Programs like “Stop and Frisk” are prime examples of institutionalized discrimination, and just the fear of falling victim to such policies has serious physical and emotional ramifications.

From The Atlantic:

A new study by Kathryn Freeman Anderson in Sociological Inquiry adds evidence to the hypothesis that racism harms health. To study the connection, Anderson analyzed the massive 2004 Behavioral Risk Factor Surveillance System, which includes data for other 30,000 people. Conceptually, she proposes a simple pathway with two clear steps. First, because of the prevalence of racial discrimination, being a racial minority leads to greater stress. Not surprisingly, Anderson found that 18.2 percent of black participants experienced emotional stress and 9.8 percent experienced physical stress. Comparatively, only 3.5 and 1.6 percent of whites experienced emotional and physical stress, respectively.

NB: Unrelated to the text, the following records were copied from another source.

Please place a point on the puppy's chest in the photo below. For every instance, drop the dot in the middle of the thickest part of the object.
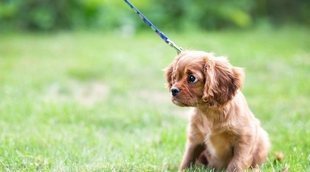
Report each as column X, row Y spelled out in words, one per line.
column 217, row 139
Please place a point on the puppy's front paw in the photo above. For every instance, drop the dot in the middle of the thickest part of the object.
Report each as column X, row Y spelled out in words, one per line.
column 233, row 168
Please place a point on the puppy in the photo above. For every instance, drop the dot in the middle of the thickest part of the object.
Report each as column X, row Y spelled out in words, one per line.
column 223, row 133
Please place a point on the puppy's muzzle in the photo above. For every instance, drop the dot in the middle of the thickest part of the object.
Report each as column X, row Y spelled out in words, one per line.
column 175, row 91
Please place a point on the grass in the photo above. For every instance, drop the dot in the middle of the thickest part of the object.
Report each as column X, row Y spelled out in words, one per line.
column 97, row 102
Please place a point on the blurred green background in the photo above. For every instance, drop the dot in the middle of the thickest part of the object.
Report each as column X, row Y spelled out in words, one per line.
column 82, row 86
column 36, row 15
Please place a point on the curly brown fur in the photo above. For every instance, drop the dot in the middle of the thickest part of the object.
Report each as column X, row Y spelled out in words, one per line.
column 223, row 132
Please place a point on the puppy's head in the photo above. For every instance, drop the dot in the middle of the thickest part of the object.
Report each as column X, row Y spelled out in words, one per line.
column 197, row 77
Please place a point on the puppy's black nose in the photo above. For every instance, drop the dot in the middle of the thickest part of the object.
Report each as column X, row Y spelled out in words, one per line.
column 175, row 91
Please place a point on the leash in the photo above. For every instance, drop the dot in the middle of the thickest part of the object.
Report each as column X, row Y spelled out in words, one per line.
column 154, row 28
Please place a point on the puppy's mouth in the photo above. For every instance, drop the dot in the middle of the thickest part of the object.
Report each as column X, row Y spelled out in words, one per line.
column 178, row 103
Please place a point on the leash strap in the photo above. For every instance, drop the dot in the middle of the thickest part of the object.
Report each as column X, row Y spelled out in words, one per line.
column 154, row 28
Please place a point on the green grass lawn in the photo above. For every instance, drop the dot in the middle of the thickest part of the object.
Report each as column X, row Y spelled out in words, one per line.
column 98, row 102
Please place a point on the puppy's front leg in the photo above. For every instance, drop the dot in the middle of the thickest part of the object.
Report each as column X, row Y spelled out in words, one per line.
column 242, row 158
column 192, row 151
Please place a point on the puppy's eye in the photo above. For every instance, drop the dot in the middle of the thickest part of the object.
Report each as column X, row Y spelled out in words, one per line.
column 192, row 79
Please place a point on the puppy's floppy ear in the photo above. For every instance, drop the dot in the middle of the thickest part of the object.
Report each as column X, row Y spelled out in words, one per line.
column 222, row 81
column 168, row 72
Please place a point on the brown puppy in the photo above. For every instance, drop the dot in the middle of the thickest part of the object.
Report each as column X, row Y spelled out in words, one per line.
column 223, row 132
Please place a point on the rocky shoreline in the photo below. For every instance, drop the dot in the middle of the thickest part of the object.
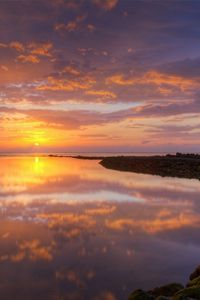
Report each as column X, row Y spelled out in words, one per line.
column 179, row 165
column 173, row 291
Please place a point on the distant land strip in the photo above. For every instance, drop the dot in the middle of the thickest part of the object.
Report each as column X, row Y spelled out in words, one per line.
column 179, row 165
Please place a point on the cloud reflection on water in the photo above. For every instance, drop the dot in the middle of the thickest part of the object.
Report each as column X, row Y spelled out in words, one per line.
column 78, row 231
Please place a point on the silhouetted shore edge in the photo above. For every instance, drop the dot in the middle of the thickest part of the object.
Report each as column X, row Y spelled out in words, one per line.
column 172, row 291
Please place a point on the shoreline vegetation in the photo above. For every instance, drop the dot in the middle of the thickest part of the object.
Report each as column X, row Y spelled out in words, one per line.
column 172, row 291
column 178, row 165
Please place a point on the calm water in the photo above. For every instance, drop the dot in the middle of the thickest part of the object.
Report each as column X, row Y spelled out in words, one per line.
column 70, row 229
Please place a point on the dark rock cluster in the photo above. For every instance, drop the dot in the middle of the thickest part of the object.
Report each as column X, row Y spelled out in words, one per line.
column 173, row 291
column 179, row 165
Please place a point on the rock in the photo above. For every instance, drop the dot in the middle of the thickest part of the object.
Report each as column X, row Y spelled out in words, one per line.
column 195, row 282
column 196, row 273
column 188, row 293
column 167, row 290
column 140, row 295
column 163, row 298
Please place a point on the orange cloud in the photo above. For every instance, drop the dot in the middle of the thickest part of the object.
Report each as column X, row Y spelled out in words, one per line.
column 71, row 70
column 17, row 46
column 101, row 93
column 41, row 49
column 101, row 211
column 154, row 77
column 31, row 250
column 76, row 25
column 28, row 59
column 4, row 68
column 67, row 85
column 105, row 4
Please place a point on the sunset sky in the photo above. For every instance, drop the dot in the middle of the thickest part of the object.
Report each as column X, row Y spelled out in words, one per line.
column 99, row 75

Second, this stress leads to poorer mental and physical health. But this is not only because stress breaks the body down. It is also because stress pushes people to cope in unhealthy ways. When we feel stressed, we may want a drink and, if we want a drink, we may also want a cigarette. But discrimination is not just any form of stress. It is a type of stress that disproportionately affects minorities.

Here we see how racism works in a cycle to damage health. People at a social disadvantage are more likely to experience stress from racism. And they are less likely to have the resources to extinguish this stress, because they are at a social disadvantage.